Kaggle TPU loading/ initialization fails

mnansary opened this issue 2 years ago · comments

MD. Nazmuddoha Ansary commented 2 years ago

Really awesome work.
I was able to work with the tf-hub layer with the following code in kaggle TPU

    load_locally = tf.saved_model.LoadOptions(experimental_io_device='/job:localhost')
    pretrained_layer = hub.KerasLayer("https://tfhub.dev/vasudevgupta7/wav2vec2/1",load_options=load_locally,trainable=True)
    inputs = tf.keras.Input(shape=cfg.audio_shape)
    states = pretrained_layer(inputs)
    logits= tf.keras.layers.Dense(cfg.vocab_len)(states)
    model = tf.keras.Model(inputs=inputs, outputs=logits)

However, I need to load a custom model (which converts fine with your provided code and is available here: https://www.kaggle.com/code/nazmuddhohaansary/test-conversion )

but while working with TPU, this fails

tf_model = Wav2Vec2Model(config)
tf_model.summary()

This specific section worked for GPU after conversion in this script: https://www.kaggle.com/code/nazmuddhohaansary/test-conversion
but fails in this
kaggle notebook: https://www.kaggle.com/code/nazmuddhohaansary/tpu-loading-test?scriptVersionId=100483620

jit_complie is not a recognized parameter in kaggle TPU @tf.function.
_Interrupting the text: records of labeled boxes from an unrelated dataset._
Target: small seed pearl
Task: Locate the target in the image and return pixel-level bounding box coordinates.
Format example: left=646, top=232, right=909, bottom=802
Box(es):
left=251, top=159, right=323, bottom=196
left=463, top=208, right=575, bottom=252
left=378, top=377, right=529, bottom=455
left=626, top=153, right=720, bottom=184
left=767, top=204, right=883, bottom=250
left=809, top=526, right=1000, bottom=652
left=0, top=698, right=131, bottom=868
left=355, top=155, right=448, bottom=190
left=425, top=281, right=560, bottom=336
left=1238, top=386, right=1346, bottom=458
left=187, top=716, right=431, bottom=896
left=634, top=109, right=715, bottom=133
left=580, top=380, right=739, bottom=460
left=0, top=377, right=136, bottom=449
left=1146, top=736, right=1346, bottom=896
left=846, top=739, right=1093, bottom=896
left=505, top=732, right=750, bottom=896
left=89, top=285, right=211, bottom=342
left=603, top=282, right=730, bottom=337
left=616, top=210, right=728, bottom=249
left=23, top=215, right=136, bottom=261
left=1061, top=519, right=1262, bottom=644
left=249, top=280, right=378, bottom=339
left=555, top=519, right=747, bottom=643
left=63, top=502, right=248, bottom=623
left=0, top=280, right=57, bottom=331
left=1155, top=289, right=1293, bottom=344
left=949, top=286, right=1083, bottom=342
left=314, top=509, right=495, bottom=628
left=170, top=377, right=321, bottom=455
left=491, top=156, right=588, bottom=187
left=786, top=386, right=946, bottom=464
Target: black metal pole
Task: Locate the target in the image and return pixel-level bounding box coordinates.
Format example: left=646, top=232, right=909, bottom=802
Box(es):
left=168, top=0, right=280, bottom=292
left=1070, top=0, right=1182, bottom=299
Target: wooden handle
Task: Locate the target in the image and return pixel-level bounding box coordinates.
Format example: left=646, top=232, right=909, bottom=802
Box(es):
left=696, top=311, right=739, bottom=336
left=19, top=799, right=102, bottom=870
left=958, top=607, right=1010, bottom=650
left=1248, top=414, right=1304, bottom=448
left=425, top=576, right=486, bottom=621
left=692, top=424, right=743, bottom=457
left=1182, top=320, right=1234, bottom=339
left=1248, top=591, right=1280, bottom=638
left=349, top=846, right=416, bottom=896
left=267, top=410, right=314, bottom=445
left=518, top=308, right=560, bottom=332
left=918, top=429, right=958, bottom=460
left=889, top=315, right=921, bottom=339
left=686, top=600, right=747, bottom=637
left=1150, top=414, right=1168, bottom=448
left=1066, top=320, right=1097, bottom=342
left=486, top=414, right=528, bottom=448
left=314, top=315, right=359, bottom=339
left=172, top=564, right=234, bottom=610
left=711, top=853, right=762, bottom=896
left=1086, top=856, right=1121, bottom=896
please help. Any guidance is much appreciated. Thanks in advance.

Vasudev Gupta · Answer 1 · Tue Jul 12 2022 10:45:17 GMT+0800 (China Standard Time)

hello @mnansary,

ideally, when doing initialization on TPUs, it should call https://github.com/vasudevgupta7/gsoc-wav2vec2/blob/3d023d39f36a63c2e5b6fdb85219dcd3f6f35e76/src/wav2vec2/modeling.py#L99 but for some reason, it's calling the except statement. Unfortunately, I wouldn't be able to find time to debug that atm :(

But, one simple workaround would be to pass input_shape=None when doing model initialization and build the model in a regular way by yourself.

tf_model = Wav2Vec2Model(config, input_shape=None)

# but now you need to build model weights by yourself before calling `.summary`
# just like any other regular TensorFlow model

Let me know if that works or if you still get an error.

Vasudev Gupta · Answer 2 · Tue Jul 12 2022 11:19:34 GMT+0800 (China Standard Time)

Also, you can refer this script: https://github.com/vasudevgupta7/gsoc-wav2vec2/blob/main/src/main.py

this script works end2end on TPU nodes (at least tested for Cloud TPU).

MD. Nazmuddoha Ansary · Answer 3 · Wed Jul 13 2022 04:10:03 GMT+0800 (China Standard Time)

Hi, thanks a lot for your instructive replies. Really appreciated.
I really couldn't get it to work with input_shape=None ( in CPU and TPU). It behaved as you expected in GPU.
I ended up creating a wav2vec2 layer instead of a model class (https://github.com/mnansary/gsoc-wav2vec2/blob/main/src/wav2vec2/layer.py) and now it works as I wanted it. However, i don't think what I did is a good thing but it sort of serves my purpose, so thank you. Closing this issue. Again really awesome work.